Certificate Manager: The AWS Certificate Manager is required to manage my API's SSL/TLS certificates. These certificates ensure a secure transmission between the client application and the API Gateway. The AWS Certificate Manager simplifies the work of managing SSL/TLS certificates, delegate the task of certificate renewals to AWS. On a parallel note, Microsoft Azure offers Azure Key Vault for secure cloud storage of certificates. At the same time, Google Cloud provides Google Cloud Certificate Authority Service for managing and deploying private certificate authorities.

Route 53: Finally, I made my Lambda function accessible through an easy-to-remember URL. AWS Route 53 is a scalable Domain Name System (DNS) web service that links user queries to AWS-based infrastructures. Using Route 53, I associated my domain name with my API Gateway endpoint. In Microsoft Azure, this service finds its counterpart in Azure DNS. On the other hand, Google Cloud has a similar offering in the form of Google Cloud DNS.

By combining these three services - API Gateway, Certificate Manager, and Route 53 - I exposed my Lambda function to the internet, enabling it to communicate with my app.

Public API wiring

Authentication

Authentication plays a vital role in ensuring the security and integrity of all applications. It's not merely about providing customer services but ensuring these services are delivered within a secure and protected framework. As such, authentication acts as the principal barrier, validating user identities and allowing only those confirmed customers to access the app's services. This crucial security measure prevents unauthorized access, shielding the application from any potential abuse by unverified internet traffic or malicious actors.
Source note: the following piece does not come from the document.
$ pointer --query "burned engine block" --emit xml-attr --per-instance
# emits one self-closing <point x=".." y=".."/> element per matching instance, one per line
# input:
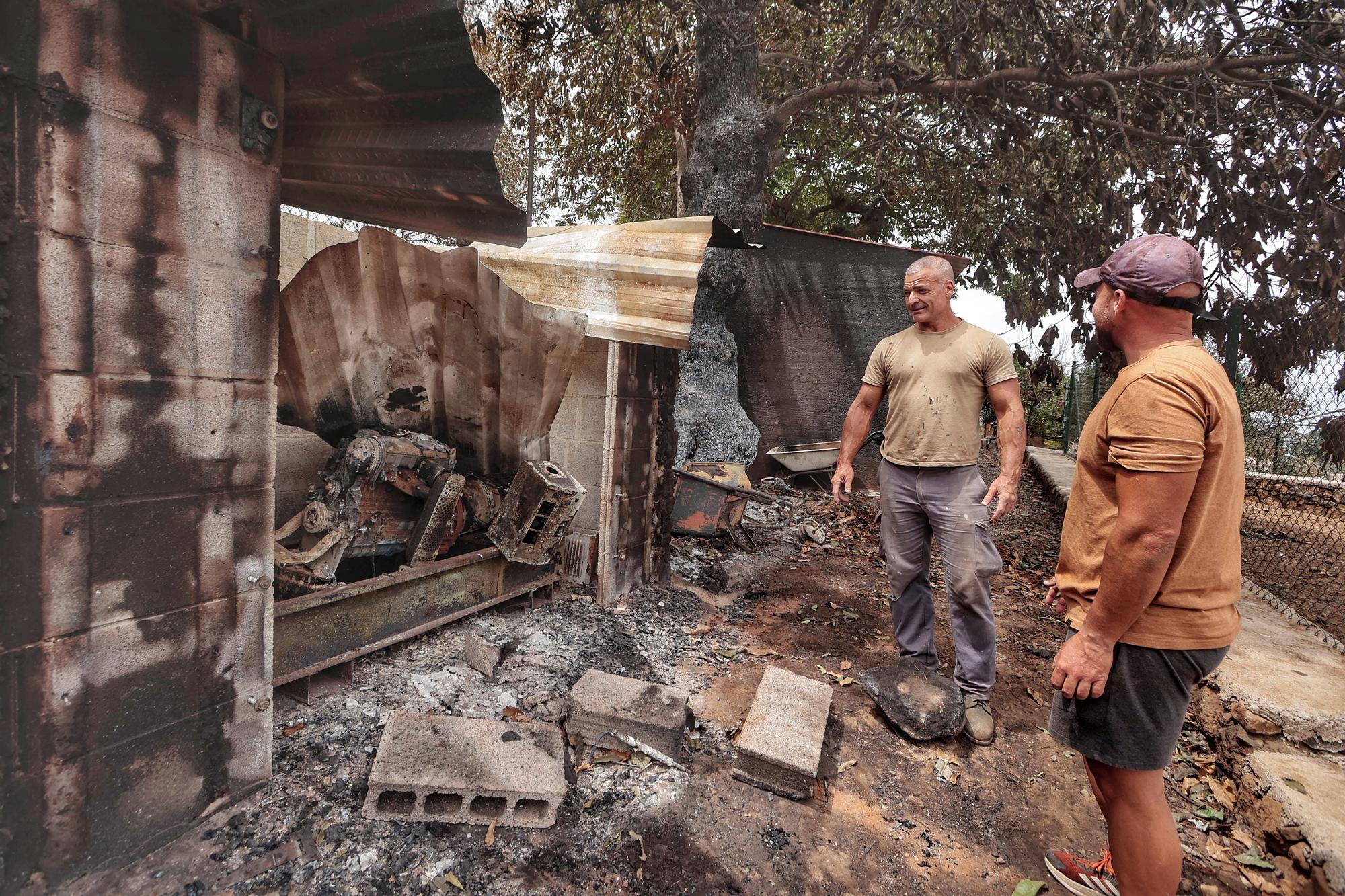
<point x="388" y="493"/>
In addition to the 'traditional' authentication and authorization protocols, I took an extra precaution to limit the service only to serve users of my application. I utilized Apple's DeviceCheck service to assert app integrity to achieve this.

The DeviceCheck feature allows iOS developers to assign two binary digits of data per device. When a user accesses my app, it attaches a token to the requests. This token is generated by the DeviceCheck API and represents a unique, anonymous identifier for the device. It doesn't contain any user-identifiable information and maintains user privacy.

Incorporating this level of security demanded coding efforts both on the application and Lambda function side. The mobile app generates and attaches the unique token to the requests. As for the Lambda function, it is responsible for issuing the challenge to the App and validating the token received from the requests. While this process may seem like extra work, it was indeed well worth the effort. This heightened layer of security certifies that only authenticated instances of my app installed on genuine devices can access the service, safeguarding against potential misuse or abuse.

Device authentication

Conclusion

Integrating a customer support assistant function into my app using OpenAI's GPT models was an exciting journey. By leveraging OpenAI's GPT models and serverless computing solutions like AWS Lambda, I provided personalized and accurate assistance to app users while minimizing costs. The process involved building a Lambda function in Python, utilizing AWS services such as API Gateway with secure communication. Additionally, implementing authentication measures, such as Apple's DeviceCheck service, added an extra layer of security, ensuring that only authenticated app instances can access the service. With these steps in place, I created a cost-effective solution that integrated intelligent customer support assistants into my mobile app which can greatly enhance user experiences.